College Softball: Burge sets bar high for Hawks

March 01, 2013|By BOB PARASILITI |

HAGERSTOWN — A year ago, Thomas Burge decided to try something new when he started working with the Hagerstown Community College softball team.

Now, HCC has decided to try something new with Burge.

After spending a season as a volunteer coach for the Hawks, Burge has become the Hawks' head coach after Amy Sterner decided to step down after four years running the program.

Now he's going from raising his hand to raising HCC's expectations.

“HCC is a strong program and it is a tradition that will be carried on,” Burge said. “Any transition is a new start and softball in Maryland and in the Maryland JuCo Conference has been successful. Those are high expectations we want to keep. Anyone who steps into this position will have that, but the goal in any sport is to win.”

Reviving HCC's fortunes is a key to winning. Burge made his first huge impact on Feb. 6 when he signed Smithsburg's Cara Ferguson — a 2012 Herald-Mail Washington County co-player of the year — to a letter-of-intent to play for the Hawks in 2014.

It's a milestone that just signifies how his quest for a new adventure has turned into a burning passion.

“I wasn't an official coach last year. I just volunteered to help coach Sterner and I fell in love with it,” Burge said. “I didn't do it for any specific reason. I just wanted to help and then I fell in love with another sport.

“I love challenges and new things and thought this would be an awesome challenge. I have been in sports my entire life and love competition and working in a team aspect, but I love the idea of working with young athletes and helping use what they learn in sports to help them develop into young adults.”

For Burge, it's a change, but only a slight one.

He has been at HCC as an instructor and director of the school's wellness center. He moved to the area 2 1/2 years ago and worked at Shepherd University in similar capacities until was accepted at HCC.

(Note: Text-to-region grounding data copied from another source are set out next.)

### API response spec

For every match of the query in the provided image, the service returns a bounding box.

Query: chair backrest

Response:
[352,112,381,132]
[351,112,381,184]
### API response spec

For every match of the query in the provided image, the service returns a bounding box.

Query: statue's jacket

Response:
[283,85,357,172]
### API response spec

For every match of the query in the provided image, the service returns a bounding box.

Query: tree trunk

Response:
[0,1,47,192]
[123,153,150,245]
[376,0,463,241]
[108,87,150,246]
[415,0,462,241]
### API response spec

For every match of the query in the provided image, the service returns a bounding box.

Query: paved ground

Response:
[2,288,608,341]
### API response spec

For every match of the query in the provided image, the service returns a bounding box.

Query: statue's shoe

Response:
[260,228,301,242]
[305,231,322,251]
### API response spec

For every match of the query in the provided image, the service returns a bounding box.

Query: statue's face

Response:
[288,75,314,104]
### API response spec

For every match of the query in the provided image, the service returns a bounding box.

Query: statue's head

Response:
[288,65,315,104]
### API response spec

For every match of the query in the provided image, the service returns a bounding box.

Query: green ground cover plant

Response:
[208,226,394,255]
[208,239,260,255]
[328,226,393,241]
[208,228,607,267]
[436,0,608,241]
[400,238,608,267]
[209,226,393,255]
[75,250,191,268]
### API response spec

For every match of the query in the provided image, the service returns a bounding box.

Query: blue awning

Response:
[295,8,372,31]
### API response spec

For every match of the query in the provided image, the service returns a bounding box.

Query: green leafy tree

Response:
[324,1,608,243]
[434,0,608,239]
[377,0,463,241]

Burge is a North Carolina native, who played basketball in high school and at Guilford College before getting into strength and conditioning.

When HCC opens its season today, Burge will have already been on the job for six weeks. The Hawks started practices on Jan. 22 with 6:30 a.m. practices, which may become a cornerstone for his program and a starting point for his players.

“There is a lot to be learned about competing in sports, like discipline and being on time,” Burge said. “We have been doing the 6:30 practices. The idea of these girls getting up that early to practice, then going school and then going to work a part time job are the kinds of lessons they will transfer over when they get a fulltime job in their adult lives.”

That belief has Burge trying to take the program down to a deeper level.

“I've come to realize that there are a lot of girls who are not playing softball right now that are good enough to play here,” he said. “I want to be able to get them to understand that if they come here to play, they earn so much and get a chance to go to a four-year school or at least a chance to get into, say, the nursing program here.”

It's not just Burge's philosophy. He has been living it as he makes the move from volunteer to the guy who is calling the shots.

“We have been preparing for it every day,” Burge said. “We attended a conference in New Jersey, listening to coaches talk about hitting and pitching. I have been sitting with our assistant coaches every day to discuss our practice schedules. We have been preparing in force.”

The signing of Ferguson is a sign of what Burge expects to accomplish.

“I'd like to get the players her with the love and passion for the game,” Burge said. “Cara has the leadership. If we can get 12-13 girls like her, it will all come together. You got to love the game.”